И на то, что он будет с ним искренним.
— Вот ты где, — улыбается вполне искренне Майкл Робинавич, старший лечащий врач в отделении неотложной помощи Питтсбургской травматологической больницы.
Не хватает эбботовского «ху-а!»
— Вы меня искали? — спрашивает Деннис. Робби успевает к этому времени подойти к столу и упереться в него бедром.
Будто и не к чему стоять и разглядывать — он включает кофеварку. Ординаторская будто и создана для того, чтобы вечно нажимать красную кнопку и менять фильтр.
— Искал. Мы можем с тобой поговорить?
— Сейчас?
— Да, сейчас, — Робби смеётся, потому что вопрос Денниса звучит до ужасного жалобно. Он просит отсрочку своей публичной казни. Но он забывает о том, что Майкл далёк от нежностей медсестёр, которые спрашивают разрешения взять кровь на анализ.
Робби предупредит, что вставит иглу в руку, но он не спросит, можно ли ему это сделать.
Это смешно, пока не начинаешь понимать принцип насильственного мышления.
— А ты куда-то торопишься? — Робби приподнимает брови. Кофеварка отключается лёгким щелчком его указательного пальца. — Ты будешь кофе?
— Нет, спасибо.
Что ж, это самый вежливый ответ на самый вежливый вопрос. Нет в этом ничего особенного. Никакого откровения, которое помогло бы им начать говорить о другом. О важном. О больном. О проблемном.
О человеческом, в конце концов.
— Я свой первый день здесь помню дважды, — говорит Робби. Потому что он уходит и возвращался. У тех, кто пережил собственную смерть, тоже имеют две два — два дня рождения для одной единственной жизни.
Многое делится на «до» и «после».
За жалюзи снуют люди. Живые, настоящие, и они… как сказать? Их так много. И почти каждый из них, если уметь просить, может протянуть свою руку помощи. Основная проблема в том, что многие не умеют просить.
Робби, например, не умеет точно. У него, помимо рецепторов, атрофировалось что-то ещё, способное на тонкие чувства: на связь, на доверие, на показательную уязвимость.
Всё это лирика.
Робби не любит дни, которые стремятся к отпуску, потому что они напоминают последние глотки нелюбимого лекарства. Вся концентрация дерьма упирается в эти рефлекторные процессы трёх фаз: ротовой, глоточной и пищеводной.
Какая-то неделя, а ощущается високосным годом.
Майкл говорит о работе — и упоминает Сантос.
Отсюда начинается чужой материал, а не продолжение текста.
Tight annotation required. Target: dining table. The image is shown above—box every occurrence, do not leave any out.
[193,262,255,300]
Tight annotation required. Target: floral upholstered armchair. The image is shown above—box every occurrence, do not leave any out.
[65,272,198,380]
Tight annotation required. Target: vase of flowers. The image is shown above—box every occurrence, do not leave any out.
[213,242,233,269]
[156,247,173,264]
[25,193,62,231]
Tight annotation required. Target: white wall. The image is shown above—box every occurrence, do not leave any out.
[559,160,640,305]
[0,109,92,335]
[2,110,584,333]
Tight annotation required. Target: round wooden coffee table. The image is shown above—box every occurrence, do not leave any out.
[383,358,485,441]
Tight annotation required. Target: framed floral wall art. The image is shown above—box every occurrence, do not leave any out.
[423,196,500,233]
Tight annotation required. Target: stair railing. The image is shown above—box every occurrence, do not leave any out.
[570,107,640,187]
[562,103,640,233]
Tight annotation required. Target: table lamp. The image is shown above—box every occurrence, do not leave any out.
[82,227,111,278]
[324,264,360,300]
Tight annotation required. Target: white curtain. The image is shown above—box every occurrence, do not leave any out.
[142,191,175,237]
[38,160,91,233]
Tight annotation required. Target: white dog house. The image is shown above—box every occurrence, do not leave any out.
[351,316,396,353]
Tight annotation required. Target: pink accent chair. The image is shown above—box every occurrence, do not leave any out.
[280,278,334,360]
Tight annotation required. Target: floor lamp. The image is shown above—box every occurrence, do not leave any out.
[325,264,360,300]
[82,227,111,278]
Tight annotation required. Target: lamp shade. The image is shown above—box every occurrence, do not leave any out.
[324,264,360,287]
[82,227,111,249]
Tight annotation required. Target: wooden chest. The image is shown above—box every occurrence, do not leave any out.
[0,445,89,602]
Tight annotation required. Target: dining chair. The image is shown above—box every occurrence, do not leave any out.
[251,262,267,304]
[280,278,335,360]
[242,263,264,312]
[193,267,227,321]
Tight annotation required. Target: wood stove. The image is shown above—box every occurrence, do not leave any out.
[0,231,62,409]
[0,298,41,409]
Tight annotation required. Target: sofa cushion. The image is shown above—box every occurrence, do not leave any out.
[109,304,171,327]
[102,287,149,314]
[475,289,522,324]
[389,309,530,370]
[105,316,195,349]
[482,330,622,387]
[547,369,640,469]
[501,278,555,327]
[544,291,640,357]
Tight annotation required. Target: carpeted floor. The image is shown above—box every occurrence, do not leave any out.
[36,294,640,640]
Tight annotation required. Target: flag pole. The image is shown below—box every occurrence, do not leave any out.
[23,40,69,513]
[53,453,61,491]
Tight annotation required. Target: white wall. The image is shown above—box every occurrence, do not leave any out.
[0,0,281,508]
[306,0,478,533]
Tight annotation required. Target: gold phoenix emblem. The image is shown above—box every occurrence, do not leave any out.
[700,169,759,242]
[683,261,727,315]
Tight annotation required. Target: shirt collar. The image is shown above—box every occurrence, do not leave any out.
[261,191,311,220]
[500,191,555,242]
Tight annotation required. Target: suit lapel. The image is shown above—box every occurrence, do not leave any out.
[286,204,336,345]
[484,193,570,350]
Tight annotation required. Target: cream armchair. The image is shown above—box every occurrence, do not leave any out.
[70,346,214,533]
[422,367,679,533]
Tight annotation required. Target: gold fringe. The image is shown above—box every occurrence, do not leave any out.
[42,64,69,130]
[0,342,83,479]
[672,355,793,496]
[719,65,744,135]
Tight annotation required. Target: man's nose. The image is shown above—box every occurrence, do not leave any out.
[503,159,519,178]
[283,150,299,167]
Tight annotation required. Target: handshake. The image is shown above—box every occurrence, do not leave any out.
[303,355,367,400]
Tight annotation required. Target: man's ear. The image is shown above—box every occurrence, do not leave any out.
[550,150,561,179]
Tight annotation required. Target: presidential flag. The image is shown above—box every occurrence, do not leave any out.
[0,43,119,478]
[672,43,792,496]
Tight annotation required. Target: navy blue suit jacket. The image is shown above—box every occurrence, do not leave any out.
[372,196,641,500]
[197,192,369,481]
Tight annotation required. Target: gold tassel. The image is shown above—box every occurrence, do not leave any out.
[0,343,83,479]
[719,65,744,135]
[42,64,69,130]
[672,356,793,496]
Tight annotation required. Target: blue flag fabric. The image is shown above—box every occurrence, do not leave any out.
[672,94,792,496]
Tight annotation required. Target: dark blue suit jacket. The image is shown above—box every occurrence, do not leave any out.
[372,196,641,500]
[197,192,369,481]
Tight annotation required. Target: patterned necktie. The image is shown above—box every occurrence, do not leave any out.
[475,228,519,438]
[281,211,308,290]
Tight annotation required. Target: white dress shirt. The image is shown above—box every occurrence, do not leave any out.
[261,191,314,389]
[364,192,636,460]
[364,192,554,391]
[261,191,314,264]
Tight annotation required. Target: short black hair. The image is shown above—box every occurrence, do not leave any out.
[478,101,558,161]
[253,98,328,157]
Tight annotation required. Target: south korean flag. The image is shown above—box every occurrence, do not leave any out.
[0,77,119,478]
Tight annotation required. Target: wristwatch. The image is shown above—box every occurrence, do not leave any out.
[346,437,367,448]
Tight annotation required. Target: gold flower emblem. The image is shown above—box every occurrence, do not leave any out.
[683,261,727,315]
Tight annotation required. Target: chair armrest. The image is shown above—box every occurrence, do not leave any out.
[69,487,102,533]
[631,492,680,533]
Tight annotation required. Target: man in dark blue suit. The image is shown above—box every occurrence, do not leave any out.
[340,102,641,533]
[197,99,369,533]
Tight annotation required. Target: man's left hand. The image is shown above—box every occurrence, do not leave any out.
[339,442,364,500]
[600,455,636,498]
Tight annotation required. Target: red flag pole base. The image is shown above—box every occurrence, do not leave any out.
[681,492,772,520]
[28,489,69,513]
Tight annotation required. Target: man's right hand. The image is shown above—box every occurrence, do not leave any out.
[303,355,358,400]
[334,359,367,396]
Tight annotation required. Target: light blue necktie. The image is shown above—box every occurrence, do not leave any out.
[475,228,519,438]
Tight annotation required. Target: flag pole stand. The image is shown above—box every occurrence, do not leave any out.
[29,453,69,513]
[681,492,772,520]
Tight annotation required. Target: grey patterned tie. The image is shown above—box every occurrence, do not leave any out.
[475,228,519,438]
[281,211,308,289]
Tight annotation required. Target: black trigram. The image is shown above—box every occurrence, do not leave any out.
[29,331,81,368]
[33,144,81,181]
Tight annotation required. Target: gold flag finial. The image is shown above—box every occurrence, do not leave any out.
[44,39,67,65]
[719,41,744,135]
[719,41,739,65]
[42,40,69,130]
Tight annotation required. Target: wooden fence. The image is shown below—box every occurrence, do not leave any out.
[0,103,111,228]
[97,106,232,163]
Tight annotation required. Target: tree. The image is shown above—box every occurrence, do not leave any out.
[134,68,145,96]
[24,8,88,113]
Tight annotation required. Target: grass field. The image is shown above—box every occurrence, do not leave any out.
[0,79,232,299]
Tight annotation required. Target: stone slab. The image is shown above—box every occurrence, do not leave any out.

Она сказала… Робби кажется, что Деннис его не слушает. Он дышит иначе, и приходится самому принюхаться. Повести носом в сторону беты, попытаться понять.
Сера, металл, уксус.
Он морщится, и уточняет:
— Ты это чувствуешь?
Если что, Робби совсем не уверен, что это всё правильно, и что это как-то связано с Деннисом. Просто эти оттенки попадают в его сохранившиеся грубые рецепторы, и это странно. Это ново.
И этого достаточно, чтобы понять — всё плохо.
Деннис в удивлении — притворном ли? — оборачивается назад, и со всей беззаботностью уточняет:
— Что именно?
Чуть погодя, он выдаёт более вдумчивый ответ:
— Хотя, да, что-то чувствую, будто… кому-то тут было нехорошо.
Да?
Робби оглядывает ординаторскую. Первое, что приходит ему на ум — это наркотики. Они всегда меняют организм до неузнаваемости. При определённых дозах можно даже стереть свой вторичный пол. Лэнгдона он видел сегодня нестерпимое количество раз. И он наливал себе кофе трижды. И последний раз был не так давно.
Робби смотрит на время: скоро сдавать анализы. И он обещает себе обязательно на них посмотреть.
Потому что если это не Лэнгдон, потому что если он пытается снова доверять не тому… то, что у него остаётся? Только личная правда, в которой он ненавидит всё. И единственный вдох, который наполняется болью при сокращении инспираторных мышц.
Какого хрена вообще его обоняние оживает именно сейчас. Это не смешно. Он дышит рядом с Деннисом, и ощущает смерть. Единственный, сука, раз, когда он оказывается способен ощутить его по-настоящему… выходит такой неправильной работой диафрагмы.
Вот тебе и раскрытие крыльев.
Вот тебе и полёт.
Вечность заканчивается, приятель, пора просыпаться.